İslam ümmetinin düşmanları sadece güç ve kudret dilinden anlıyorlar. Onları insafa, insani değerlere, adalete davet etmek tecrübeyle sabittir ki beyhude ve gülünçtür. Çünkü onların sahip oldukları uygarlık şiddet ve zulüm üzerine bina olmuştur. Onları insafa ve insanlığa davet etmek, bizleri sömürerek elde ettiğiniz zenginlik ve refahınızı terk edin demektir. Buysa onların yapabilecekleri en son şeydir.

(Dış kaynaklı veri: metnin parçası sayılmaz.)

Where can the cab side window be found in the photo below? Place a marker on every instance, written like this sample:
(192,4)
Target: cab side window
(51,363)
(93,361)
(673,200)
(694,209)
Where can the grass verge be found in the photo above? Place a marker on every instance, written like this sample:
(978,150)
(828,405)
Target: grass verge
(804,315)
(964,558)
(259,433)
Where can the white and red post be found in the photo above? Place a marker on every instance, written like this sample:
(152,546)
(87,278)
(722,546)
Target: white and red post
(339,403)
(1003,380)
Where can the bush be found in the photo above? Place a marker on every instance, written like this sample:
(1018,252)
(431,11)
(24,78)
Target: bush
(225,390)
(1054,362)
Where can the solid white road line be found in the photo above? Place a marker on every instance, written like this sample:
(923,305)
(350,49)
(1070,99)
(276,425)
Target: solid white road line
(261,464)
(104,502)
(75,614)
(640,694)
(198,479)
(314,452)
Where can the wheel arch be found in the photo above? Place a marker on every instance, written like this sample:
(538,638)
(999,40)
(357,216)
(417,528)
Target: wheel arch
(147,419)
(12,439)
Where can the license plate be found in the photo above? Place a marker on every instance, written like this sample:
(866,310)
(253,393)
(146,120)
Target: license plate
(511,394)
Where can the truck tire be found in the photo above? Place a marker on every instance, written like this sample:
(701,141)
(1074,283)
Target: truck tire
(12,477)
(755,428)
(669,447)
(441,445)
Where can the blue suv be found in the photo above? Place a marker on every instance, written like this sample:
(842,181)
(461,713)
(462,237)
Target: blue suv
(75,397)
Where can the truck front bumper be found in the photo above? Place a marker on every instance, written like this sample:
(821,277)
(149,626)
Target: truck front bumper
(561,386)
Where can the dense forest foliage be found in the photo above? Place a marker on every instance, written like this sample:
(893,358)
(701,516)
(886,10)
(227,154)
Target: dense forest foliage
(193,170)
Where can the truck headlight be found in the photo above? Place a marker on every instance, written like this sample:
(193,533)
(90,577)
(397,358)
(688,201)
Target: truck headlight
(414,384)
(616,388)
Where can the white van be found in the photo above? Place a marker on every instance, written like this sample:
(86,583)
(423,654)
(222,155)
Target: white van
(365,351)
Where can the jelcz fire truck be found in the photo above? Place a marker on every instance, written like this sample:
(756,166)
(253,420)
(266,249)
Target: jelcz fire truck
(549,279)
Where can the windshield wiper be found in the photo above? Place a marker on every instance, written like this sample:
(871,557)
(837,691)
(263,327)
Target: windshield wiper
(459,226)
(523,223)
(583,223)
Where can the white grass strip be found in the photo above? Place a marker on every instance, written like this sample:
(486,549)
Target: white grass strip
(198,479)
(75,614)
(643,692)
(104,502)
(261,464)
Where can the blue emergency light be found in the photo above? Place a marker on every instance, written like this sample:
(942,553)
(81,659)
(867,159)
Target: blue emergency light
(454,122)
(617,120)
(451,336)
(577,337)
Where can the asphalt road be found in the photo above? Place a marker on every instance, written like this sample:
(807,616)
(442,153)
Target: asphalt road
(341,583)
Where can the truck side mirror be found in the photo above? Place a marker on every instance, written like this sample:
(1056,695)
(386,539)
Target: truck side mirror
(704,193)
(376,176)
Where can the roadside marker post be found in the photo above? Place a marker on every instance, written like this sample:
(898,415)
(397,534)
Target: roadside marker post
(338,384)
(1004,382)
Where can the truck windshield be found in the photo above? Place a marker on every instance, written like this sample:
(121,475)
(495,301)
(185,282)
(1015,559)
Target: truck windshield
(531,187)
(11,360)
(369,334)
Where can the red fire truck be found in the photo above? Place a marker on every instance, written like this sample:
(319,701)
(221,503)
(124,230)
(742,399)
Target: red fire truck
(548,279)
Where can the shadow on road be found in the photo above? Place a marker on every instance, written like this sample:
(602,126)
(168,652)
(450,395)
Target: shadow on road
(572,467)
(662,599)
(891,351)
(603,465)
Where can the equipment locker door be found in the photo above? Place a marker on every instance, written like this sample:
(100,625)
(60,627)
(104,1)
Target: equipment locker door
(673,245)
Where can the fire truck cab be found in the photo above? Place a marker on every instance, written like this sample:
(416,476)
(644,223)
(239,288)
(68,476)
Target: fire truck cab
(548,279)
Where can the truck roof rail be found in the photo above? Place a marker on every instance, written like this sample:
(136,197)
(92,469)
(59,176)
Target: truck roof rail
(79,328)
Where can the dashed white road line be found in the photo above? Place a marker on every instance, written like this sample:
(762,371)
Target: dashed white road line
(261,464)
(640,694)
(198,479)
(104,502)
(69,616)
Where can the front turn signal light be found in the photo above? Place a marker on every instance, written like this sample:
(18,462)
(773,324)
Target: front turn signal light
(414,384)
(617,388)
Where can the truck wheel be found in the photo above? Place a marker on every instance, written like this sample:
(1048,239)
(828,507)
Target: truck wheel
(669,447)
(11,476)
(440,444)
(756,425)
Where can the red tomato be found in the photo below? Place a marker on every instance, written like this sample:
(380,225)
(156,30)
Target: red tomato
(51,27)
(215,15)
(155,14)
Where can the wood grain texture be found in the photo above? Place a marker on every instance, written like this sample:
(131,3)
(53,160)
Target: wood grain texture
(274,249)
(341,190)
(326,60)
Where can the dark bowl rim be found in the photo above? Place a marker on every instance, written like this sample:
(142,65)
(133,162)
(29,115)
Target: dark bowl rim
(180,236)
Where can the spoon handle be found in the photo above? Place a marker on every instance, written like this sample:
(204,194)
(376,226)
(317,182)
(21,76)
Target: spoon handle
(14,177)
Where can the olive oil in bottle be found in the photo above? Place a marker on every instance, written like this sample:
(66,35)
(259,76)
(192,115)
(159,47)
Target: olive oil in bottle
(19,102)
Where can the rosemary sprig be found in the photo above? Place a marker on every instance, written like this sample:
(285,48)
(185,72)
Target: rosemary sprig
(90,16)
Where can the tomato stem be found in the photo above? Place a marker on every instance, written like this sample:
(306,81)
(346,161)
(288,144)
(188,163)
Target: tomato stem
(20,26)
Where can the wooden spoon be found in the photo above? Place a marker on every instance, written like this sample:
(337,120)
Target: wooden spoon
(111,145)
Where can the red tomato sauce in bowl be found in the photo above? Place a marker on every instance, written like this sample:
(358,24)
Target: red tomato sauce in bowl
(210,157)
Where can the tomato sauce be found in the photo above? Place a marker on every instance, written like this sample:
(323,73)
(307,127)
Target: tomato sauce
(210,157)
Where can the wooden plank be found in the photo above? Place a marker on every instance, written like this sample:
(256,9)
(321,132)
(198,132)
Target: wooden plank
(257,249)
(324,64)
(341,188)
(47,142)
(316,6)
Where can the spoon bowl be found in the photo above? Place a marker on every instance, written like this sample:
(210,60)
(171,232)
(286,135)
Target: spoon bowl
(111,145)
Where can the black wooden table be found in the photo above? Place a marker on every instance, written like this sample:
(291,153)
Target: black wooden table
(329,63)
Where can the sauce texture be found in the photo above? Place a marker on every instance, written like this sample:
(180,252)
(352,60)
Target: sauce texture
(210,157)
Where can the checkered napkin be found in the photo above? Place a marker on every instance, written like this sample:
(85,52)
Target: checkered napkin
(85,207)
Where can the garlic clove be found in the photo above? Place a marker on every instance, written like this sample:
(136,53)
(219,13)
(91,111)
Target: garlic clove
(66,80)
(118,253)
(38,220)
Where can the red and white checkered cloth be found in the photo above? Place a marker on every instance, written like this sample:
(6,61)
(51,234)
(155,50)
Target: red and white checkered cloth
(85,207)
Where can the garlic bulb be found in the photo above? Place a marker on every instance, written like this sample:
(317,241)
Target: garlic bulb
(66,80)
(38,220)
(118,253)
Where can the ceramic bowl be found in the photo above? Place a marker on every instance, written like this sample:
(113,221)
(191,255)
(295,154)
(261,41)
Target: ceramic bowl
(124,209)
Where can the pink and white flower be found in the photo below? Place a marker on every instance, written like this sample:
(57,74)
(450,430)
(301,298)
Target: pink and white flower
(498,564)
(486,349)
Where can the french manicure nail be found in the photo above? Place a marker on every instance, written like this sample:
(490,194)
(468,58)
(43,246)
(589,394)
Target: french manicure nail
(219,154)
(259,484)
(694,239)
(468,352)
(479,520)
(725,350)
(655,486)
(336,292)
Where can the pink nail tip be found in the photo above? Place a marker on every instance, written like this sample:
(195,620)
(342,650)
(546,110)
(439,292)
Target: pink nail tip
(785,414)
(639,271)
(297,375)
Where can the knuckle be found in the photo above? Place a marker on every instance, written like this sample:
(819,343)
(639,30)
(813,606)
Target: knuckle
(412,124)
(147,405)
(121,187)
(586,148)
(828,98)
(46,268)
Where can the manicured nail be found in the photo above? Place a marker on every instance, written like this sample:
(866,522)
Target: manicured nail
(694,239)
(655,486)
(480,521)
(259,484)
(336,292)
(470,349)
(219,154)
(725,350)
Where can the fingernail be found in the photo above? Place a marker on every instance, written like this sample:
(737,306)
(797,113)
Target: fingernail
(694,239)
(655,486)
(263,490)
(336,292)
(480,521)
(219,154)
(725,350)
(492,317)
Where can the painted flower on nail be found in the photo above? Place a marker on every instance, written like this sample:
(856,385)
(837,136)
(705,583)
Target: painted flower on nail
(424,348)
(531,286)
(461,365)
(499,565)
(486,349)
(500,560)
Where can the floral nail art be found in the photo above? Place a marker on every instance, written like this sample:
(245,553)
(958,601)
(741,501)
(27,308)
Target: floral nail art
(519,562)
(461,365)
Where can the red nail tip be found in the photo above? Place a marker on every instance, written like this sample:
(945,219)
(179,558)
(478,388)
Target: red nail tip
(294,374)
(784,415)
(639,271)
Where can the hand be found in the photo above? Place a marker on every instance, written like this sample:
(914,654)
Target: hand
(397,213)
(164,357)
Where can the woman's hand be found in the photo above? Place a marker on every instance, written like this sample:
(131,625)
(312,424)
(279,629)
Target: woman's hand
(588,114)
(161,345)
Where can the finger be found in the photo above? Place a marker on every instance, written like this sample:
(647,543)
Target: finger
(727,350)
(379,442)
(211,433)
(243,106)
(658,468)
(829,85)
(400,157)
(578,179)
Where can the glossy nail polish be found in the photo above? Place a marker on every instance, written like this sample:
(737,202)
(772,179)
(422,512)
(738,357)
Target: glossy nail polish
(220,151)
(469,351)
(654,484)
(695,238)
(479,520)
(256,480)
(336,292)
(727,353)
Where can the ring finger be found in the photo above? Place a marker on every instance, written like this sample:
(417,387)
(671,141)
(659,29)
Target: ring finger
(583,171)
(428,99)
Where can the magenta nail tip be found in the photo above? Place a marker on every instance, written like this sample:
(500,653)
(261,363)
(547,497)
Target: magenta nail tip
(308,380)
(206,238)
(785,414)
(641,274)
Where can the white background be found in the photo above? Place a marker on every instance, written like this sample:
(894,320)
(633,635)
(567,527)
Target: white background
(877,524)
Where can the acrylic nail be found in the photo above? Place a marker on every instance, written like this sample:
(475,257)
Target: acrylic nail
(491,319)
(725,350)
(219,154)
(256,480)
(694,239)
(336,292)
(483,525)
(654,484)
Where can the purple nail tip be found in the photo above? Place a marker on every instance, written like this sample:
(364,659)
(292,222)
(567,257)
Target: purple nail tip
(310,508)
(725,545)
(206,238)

israil, Amerika, Avrupa ve diğer düşmanlarımız sadece güç ve kudret dilinden anlıyorlar. Onlarla anladıkları dilden konuşmaktan başka çare yok. Bu ise ancak vahdetle olur. Müslümanlar arası gerçekleşecek sağlam ve kalıcı bir vahdet…
Müslümanlar arası vahdet denilince hemen aklınıza Suudi, Mısır cuntası ve varlıklarını düşmanlarımıza borçlu olan hain hanedanlar, krallıklar, diktatörler, satılık örgütler gelmesin. Düşmanın içimizdeki ileri karakolları hükmündeki bu yapılarla vahdet hem mümkün değil hem de anlamsızdır. Ha israil'le vahdet yapmışsız ha bunlarla…
Bizi kurtuluş ve bağımsızlığa götürecek vahdetin birinci şartı Allah'ın kitabı ve Resulullah'ın sahih sünneti ortak paydasında bir araya gelmek olmalıdır. Vahdet İslami hareketlerin, İslami cemaatlerin, gerçekten de İslam ve Müslümanlar için bir şeyler yapmak isteyen dindar yönetici ve devletlerin arasında olur. Ümmetin başına bela olmuş satılık rejim ve hanedanları vahdete çağırmak beyhudedir. Hem böyle bir vahdete de ihtiyacımız yok. Onun bize yararı da yok…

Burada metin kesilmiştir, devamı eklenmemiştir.